Ribadendo le forti sovrapposizioni esistenti fra l’approccio mio e quello di Alberto – che appunto stia tranquillo che cito cito! :-) – occhio a non perdere di vista che l’obiettivo qui (tra me, te Ilaria e i tuoi colleghi) è proprio quello di portare il tutto un passetto in avanti, accontentandoci di farne anche solo uno piccolissimo.
Gli scenari da cui Alberto anche qui propone la derivazione delle user story in modalità “top-down”, sono per me – e spero di riconfermarmi in un ‘noi’ nel tempo – un artefatto di natura dialogica e quindi continuamente zompettanti tra la deduzione “top-down” e l’induzione ‘bottom-up’. Sono liquidi, discussi, fanno venire in mente idee e servono a cementare idee.
In parole povere, OK derivare le user story dagli scenari, (che equivale allo story “splitting” che abbiamo visto) ma trovo perfettamente legittimo e utile ed efficace accorpare user story emerse fino ad ottenere nuovi scenari.
La mente umana funziona così, *soprattutto* quella dei cosiddetti esperti: dedurre dall’astratto al particolare e *contemporaneamente* indurre dal particolare all’astratto.
Siccome ci interessa
* Gli individui e le interazioni più dei processi e degli strumenti
* Il software funzionante più che la documentazione esaustiva
* La collaborazione col cliente più che la negoziazione del contratto
* Rispondere al cambiamento più che seguire i piani
sappiamo di essere sulla strada giusta non appena ci apriamo a questo riflusso “verso l’alto” delle informazioni che otteniamo in qualsiasi modo sul nostro progetto, che la fonte sia un utente, un cliente o un maledettamente nerd sviluppatore. :)
Per proseguire la metafora, non dovrebbe spaventarci se l’arrivo di un nuovo mobile o una diversa disposizione dei mobili cambiasse il progetto della casa. Spero di arrivarci, un passo alla volta.
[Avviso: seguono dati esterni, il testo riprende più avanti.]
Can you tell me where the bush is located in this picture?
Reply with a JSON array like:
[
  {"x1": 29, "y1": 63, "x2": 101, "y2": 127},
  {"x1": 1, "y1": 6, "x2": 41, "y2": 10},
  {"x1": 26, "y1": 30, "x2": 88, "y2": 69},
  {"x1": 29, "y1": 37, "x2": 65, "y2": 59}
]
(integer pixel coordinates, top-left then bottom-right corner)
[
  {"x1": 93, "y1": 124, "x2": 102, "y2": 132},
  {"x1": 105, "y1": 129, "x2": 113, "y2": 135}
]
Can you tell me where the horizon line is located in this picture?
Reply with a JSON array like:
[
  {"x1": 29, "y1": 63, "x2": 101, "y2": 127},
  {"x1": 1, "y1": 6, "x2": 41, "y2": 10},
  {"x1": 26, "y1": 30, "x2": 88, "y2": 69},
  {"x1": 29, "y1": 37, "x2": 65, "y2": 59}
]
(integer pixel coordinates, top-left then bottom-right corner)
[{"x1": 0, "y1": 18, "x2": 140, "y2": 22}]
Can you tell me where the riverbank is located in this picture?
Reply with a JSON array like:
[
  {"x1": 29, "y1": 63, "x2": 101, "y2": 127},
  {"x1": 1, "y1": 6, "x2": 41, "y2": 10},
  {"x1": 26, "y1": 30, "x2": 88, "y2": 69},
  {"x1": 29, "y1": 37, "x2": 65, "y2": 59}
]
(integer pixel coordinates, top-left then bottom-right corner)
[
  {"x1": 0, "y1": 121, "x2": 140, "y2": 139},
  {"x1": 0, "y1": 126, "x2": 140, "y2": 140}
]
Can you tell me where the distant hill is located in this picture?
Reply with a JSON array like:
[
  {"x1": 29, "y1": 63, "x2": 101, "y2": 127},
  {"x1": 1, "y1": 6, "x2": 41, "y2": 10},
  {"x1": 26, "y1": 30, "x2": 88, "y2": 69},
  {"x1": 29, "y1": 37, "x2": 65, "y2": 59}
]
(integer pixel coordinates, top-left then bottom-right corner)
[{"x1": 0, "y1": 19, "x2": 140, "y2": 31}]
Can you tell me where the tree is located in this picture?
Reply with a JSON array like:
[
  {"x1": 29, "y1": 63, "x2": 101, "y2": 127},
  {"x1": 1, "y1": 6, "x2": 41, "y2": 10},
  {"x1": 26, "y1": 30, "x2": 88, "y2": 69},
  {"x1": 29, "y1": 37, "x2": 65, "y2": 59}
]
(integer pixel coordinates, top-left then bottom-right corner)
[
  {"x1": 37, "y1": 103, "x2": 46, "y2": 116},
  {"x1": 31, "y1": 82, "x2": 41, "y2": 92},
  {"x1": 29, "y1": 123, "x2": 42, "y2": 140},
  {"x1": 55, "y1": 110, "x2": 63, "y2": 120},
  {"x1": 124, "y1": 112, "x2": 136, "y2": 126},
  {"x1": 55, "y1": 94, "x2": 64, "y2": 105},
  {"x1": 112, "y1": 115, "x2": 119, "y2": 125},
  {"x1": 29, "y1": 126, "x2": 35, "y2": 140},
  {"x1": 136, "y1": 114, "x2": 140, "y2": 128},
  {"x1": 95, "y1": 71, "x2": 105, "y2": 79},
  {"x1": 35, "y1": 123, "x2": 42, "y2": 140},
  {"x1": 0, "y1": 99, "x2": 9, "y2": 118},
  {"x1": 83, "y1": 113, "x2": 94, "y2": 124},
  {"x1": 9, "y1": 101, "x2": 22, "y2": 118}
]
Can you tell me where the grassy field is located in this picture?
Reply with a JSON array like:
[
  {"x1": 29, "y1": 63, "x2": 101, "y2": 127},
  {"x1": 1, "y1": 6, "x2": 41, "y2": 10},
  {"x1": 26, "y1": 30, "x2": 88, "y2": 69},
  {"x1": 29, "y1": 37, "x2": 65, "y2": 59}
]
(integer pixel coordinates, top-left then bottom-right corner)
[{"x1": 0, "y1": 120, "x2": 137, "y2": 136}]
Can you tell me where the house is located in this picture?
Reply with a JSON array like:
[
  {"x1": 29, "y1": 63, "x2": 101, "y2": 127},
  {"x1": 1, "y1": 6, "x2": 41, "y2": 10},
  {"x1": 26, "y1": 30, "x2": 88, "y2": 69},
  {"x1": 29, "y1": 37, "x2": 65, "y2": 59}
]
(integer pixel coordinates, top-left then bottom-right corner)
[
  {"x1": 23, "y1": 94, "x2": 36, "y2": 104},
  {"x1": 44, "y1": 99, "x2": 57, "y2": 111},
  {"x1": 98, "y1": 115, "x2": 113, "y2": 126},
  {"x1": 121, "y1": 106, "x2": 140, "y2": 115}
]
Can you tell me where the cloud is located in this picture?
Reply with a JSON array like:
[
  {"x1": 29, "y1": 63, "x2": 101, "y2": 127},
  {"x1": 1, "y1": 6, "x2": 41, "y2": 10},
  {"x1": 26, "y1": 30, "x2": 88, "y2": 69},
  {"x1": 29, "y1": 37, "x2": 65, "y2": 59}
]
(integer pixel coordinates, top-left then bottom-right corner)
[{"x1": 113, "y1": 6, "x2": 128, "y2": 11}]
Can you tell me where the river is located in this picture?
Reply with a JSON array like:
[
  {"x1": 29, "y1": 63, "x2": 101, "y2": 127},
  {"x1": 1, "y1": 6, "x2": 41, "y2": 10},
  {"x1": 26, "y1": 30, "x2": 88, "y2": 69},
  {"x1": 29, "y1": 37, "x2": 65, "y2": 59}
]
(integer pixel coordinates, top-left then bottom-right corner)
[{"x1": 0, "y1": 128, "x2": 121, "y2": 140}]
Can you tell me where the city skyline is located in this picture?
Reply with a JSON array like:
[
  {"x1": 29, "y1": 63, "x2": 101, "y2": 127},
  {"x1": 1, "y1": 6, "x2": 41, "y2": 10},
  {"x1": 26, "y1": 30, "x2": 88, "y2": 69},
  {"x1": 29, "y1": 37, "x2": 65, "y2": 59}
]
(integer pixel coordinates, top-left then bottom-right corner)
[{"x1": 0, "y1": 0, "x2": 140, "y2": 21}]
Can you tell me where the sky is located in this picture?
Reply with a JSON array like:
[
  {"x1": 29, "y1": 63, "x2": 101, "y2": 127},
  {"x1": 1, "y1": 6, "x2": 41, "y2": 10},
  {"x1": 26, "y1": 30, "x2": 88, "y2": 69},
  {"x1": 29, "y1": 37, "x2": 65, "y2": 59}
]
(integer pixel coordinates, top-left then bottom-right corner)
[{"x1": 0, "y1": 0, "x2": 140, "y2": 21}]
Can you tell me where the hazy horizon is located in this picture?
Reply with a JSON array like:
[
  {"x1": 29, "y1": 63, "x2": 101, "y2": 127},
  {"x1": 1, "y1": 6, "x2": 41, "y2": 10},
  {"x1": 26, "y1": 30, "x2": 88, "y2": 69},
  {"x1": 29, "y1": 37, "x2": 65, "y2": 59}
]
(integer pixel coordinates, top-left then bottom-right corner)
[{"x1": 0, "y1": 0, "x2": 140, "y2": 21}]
Qui nelle Marche si potrebbe commentare con un classico “Hai detto cotica!” :D
Il problema è che man mano che la casa è organizzata è *vero* che costa di più accettare un nuovo mobile e riorganizzare la casa. Qui quindi dobbiamo fare due considerazioni:
– la metafora del mobilio un po’ comincia a vacillare: la ristrutturazione di user story, scenari e codice se affidato in mani esperte può essere economica da affrontare, o perlomeno non aumentare esponenzialmente, come nel caso classico. (C’è chi sostiene che addirittura si possano avere sistemi IT la cui complessità diminuisce al crescere del sistema stesso…)
– posticipare il più *possibile* l’ossificazione cui portano le decisioni prese *deve* essere un imperativo: postporre postporre postporre!
pensavo all’idea di “analisi come costo”… di solito io la definisco un’investimento. e i test sono un’assicurazione sul futuro del progetto.